At home, her parents were nowhere to be seen. Likely still working and overworking. Emily peeled off her stinky, sticky, sweaty shoes and sat in front of the TV with a bowl of cheesy nacho chips.

She spotted some cheese on her fingers. Reaching towards her shirt, she recalled her mother complaining about cheese-stained shirts. She brushed the cheese onto the soles of her feet instead.

Then she wiped the cheese off her soles. Then she licked it. “Mmm… all the oil on my feet made the cheese extra-zesty!”

As if by some divine intervention on behalf of the vomiting ants watching her, Emily Lewis fell asleep. Her snoring alarmed some fireflies mating outside. She gagged a little on some drool. Emily digested the drool, which caused her to belch loudly.

Emily dreamed clearly for the first time. She was in a forest with mushrooms so large that they seemed to have held hands with the sky. Two figures walked up to her, still snoring.

“This fourteen-year-old is the key to our survival?” The statement came from a dark-skinned man holding a crystal ball. “Why are her feet covered in dairy products?” Fortunately, Emily just snored loudly in response.

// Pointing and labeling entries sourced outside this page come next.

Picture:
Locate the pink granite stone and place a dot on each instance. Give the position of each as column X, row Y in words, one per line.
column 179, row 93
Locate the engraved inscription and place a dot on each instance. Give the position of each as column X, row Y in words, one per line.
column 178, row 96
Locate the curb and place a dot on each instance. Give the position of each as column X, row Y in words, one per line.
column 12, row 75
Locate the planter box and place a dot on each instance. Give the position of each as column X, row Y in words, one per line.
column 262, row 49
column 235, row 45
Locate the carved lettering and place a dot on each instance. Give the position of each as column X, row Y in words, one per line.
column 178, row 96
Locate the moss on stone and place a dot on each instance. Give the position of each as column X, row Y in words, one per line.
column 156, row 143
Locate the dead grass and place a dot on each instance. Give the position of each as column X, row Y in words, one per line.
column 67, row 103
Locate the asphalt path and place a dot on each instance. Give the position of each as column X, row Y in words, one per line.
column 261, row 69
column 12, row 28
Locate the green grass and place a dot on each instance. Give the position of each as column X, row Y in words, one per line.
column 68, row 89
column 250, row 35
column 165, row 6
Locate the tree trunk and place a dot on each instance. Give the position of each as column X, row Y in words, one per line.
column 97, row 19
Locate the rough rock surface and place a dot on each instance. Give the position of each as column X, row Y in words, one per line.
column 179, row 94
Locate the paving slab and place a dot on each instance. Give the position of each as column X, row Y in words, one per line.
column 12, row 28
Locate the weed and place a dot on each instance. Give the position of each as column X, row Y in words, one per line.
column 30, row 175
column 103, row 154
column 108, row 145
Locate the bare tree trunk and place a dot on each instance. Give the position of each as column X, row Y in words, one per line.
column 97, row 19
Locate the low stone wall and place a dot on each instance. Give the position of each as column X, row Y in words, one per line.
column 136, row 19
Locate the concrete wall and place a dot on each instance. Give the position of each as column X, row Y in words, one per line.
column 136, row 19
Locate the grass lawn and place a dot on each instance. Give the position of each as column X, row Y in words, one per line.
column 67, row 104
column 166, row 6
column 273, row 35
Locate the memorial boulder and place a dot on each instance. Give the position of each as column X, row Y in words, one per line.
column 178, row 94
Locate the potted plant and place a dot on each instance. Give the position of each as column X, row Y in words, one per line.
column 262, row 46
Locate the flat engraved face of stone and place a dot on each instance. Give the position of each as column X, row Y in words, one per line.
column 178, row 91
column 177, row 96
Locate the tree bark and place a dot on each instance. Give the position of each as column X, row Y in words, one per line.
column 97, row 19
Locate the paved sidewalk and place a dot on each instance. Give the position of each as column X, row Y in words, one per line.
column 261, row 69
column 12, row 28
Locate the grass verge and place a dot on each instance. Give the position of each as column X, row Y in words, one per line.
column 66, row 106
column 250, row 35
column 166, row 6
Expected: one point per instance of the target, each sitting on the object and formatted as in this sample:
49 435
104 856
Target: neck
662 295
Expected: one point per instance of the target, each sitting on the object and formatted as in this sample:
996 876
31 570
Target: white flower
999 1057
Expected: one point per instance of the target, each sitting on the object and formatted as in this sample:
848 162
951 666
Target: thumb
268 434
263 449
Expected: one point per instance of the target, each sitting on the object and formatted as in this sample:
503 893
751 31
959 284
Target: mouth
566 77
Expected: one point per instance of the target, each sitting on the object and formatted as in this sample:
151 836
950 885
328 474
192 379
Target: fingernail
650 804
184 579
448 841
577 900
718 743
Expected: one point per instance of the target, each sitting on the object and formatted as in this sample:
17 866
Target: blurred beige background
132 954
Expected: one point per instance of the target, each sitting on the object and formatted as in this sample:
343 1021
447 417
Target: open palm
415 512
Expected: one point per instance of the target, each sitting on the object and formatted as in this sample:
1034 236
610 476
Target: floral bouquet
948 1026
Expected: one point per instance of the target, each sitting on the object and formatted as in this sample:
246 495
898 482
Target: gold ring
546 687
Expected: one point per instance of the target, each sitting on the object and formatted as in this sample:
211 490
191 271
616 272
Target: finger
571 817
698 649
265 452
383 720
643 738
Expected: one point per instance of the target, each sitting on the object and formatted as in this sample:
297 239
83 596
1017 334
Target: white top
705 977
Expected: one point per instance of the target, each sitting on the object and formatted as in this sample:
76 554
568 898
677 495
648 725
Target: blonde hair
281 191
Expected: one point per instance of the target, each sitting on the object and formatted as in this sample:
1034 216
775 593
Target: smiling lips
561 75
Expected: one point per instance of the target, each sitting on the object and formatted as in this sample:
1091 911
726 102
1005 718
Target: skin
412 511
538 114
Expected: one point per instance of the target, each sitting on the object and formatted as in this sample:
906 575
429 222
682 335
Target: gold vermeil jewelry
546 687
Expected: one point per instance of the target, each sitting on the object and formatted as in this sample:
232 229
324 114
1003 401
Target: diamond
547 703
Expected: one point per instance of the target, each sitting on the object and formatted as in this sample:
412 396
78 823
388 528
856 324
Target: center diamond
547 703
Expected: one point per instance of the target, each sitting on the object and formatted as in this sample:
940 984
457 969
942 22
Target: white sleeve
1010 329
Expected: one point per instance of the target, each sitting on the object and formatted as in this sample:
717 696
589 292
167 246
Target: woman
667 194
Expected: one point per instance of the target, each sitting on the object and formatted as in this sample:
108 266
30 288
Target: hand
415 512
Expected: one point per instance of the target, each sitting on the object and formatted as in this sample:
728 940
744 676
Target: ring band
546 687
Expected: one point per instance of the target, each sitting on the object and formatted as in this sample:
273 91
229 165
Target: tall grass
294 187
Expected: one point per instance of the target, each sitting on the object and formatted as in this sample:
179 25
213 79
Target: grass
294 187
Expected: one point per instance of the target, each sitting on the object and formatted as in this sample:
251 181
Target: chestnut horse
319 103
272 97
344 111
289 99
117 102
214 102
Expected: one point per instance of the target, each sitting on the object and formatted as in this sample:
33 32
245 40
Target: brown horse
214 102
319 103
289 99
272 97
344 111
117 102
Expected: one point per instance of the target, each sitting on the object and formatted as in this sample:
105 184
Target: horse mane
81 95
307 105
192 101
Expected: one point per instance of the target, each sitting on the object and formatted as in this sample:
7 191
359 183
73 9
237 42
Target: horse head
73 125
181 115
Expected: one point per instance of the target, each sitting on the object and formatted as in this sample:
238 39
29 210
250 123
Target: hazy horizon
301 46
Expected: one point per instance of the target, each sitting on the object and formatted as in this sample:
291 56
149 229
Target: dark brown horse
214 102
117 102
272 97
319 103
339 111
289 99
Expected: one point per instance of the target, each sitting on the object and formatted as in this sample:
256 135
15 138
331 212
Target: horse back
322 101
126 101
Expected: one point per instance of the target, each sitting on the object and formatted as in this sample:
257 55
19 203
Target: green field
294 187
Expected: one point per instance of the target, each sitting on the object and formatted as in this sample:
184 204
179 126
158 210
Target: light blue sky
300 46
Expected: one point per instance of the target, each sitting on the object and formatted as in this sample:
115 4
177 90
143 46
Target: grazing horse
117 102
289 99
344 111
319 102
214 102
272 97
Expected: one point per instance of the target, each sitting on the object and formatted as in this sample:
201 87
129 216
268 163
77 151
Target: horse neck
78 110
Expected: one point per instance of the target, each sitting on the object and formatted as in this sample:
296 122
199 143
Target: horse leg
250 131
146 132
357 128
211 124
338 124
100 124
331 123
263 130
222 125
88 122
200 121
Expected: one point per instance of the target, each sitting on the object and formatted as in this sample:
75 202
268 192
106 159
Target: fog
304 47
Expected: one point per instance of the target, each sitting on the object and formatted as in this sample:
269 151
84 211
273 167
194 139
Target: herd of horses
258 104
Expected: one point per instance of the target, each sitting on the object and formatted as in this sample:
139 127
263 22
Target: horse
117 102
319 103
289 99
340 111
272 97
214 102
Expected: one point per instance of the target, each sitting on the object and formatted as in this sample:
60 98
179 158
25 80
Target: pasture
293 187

A pale woman with black energy surrounding her knelt down next to Emily. “Doc Argo, this cheese-soled girl is our salvation.” She rose. “And you mustn’t wake her. If she were to awake, our whole world would vanish. It’s happened many times before, and she never recalls our existence.”

“Duchess of Darkness… aren’t you also fourteen? You look quite mature for your age. Especially next to her.”

She glowered, her dark aura spiking upward. “Call me Natalia. Come, wheel her. We’re almost at Longrus the Wizard’s fortress.”

Doc Argo used his sphere to telepathically move Emily Lewis in her chair.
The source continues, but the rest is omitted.